Menurut Hutagaol (2006:209), manajemen perpajakan yang baik harus


memenuhi kriteria sebagai berikut: (a) manajemen didesain sesuai ketentuan perpajakan
yang berlaku; (b) komitmen dari seluruh lapisan manajemen dan; (c) menyelenggarakan
administrasi dan pembukuan yang memenuhi persyaratan fiskal sebagaimana diatur
dalam pasal 28 Undang-undang Nomor 28 tahun 2007 tentang Perubahan ketiga atas
Undang-undang Nomor 6 tahun 1983 tentang Ketentuan Umum dan Tata Cara
Perpajakan.

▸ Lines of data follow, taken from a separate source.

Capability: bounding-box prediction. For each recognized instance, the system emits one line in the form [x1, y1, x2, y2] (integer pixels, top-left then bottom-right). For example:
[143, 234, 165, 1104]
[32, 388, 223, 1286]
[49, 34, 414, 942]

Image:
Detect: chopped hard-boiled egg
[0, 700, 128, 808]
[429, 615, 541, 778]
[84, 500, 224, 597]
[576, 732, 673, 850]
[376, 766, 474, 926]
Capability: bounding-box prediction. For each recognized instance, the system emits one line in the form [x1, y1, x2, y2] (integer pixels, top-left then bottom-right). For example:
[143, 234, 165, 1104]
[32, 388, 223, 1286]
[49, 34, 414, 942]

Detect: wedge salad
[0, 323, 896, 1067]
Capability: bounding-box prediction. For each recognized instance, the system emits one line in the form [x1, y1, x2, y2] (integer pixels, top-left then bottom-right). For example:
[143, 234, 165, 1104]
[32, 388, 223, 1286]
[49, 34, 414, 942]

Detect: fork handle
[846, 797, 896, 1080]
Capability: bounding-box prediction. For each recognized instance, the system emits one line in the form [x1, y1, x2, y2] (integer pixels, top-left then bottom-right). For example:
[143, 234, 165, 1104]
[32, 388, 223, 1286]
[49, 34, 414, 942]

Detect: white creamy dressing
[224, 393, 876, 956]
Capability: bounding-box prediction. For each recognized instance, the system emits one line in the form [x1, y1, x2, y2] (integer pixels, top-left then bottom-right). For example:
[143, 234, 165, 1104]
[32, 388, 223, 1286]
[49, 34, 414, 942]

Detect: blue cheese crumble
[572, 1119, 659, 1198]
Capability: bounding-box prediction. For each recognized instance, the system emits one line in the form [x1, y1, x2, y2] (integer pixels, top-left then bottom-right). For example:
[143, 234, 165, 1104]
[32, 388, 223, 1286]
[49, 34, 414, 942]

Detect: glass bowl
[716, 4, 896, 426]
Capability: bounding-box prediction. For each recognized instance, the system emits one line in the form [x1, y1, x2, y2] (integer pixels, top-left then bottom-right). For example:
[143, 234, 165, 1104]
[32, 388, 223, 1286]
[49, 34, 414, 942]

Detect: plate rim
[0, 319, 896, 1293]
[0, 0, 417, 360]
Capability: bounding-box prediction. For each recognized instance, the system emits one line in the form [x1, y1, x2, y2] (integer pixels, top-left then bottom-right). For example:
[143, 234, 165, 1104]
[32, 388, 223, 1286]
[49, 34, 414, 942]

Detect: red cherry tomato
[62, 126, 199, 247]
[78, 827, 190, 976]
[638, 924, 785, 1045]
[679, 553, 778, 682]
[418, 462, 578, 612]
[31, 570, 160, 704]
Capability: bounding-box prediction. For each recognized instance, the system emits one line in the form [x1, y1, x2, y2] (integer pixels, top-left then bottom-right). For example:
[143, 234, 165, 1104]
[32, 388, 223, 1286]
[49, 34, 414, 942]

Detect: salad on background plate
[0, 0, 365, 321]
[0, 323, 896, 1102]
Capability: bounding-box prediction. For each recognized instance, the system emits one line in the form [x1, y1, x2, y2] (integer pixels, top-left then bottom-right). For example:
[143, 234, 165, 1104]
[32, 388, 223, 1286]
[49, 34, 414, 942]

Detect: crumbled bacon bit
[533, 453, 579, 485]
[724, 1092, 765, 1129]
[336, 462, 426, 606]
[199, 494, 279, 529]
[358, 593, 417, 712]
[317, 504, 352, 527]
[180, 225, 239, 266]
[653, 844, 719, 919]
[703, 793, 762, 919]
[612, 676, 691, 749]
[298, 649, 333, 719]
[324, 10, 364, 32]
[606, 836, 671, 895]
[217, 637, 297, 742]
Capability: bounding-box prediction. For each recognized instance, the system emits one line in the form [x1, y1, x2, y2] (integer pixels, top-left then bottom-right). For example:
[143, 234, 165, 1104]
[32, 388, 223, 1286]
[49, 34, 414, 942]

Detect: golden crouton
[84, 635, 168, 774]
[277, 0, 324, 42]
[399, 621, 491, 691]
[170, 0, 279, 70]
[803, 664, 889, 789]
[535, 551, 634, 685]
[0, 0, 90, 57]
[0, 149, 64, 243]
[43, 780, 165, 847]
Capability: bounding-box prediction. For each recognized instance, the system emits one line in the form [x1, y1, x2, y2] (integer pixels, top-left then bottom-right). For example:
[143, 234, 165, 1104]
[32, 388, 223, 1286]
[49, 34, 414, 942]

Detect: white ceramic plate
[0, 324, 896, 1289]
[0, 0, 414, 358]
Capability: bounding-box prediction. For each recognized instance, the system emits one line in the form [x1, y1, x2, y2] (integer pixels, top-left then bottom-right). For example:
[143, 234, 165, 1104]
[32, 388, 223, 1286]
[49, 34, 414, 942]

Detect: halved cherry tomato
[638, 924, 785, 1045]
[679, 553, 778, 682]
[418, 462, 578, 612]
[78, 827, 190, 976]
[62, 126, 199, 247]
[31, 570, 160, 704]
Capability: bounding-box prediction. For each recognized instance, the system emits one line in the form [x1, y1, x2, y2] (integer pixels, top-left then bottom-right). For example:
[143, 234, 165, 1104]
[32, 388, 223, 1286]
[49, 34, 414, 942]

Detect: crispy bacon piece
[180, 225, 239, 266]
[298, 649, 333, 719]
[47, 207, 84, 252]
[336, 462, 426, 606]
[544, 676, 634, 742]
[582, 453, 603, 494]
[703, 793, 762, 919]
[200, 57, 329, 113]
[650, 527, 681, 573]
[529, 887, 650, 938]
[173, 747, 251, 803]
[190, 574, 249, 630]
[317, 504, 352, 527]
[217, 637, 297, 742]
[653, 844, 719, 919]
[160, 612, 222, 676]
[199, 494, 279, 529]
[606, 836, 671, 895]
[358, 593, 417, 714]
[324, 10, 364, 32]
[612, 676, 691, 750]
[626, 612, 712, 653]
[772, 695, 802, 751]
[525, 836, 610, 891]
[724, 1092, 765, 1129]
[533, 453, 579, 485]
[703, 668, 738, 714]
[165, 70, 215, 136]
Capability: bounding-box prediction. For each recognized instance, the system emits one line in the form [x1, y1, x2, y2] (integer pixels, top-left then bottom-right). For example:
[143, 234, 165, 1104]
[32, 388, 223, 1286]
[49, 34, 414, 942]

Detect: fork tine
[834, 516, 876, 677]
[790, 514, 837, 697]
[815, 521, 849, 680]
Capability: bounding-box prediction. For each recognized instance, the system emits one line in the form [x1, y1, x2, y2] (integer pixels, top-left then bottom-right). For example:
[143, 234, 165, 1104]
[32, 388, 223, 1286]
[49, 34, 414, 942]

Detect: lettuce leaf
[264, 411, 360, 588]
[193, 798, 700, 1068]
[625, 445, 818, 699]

Dengan demikian manajemen pajak merupakan upaya yang ditempuh Wajib
Pajak dalam mengefisienkan beban pajak dengan cara yang tidak bertentangan dengan
peraturan perundang-undangan perpajakan yang berlaku. Manajemen pajak ini ditempuh
dengan melakukan perencanaan pajak, melaksanakan kewajiban perpajakan dengan baik
dan benar serta melakukan pengendalian pajak.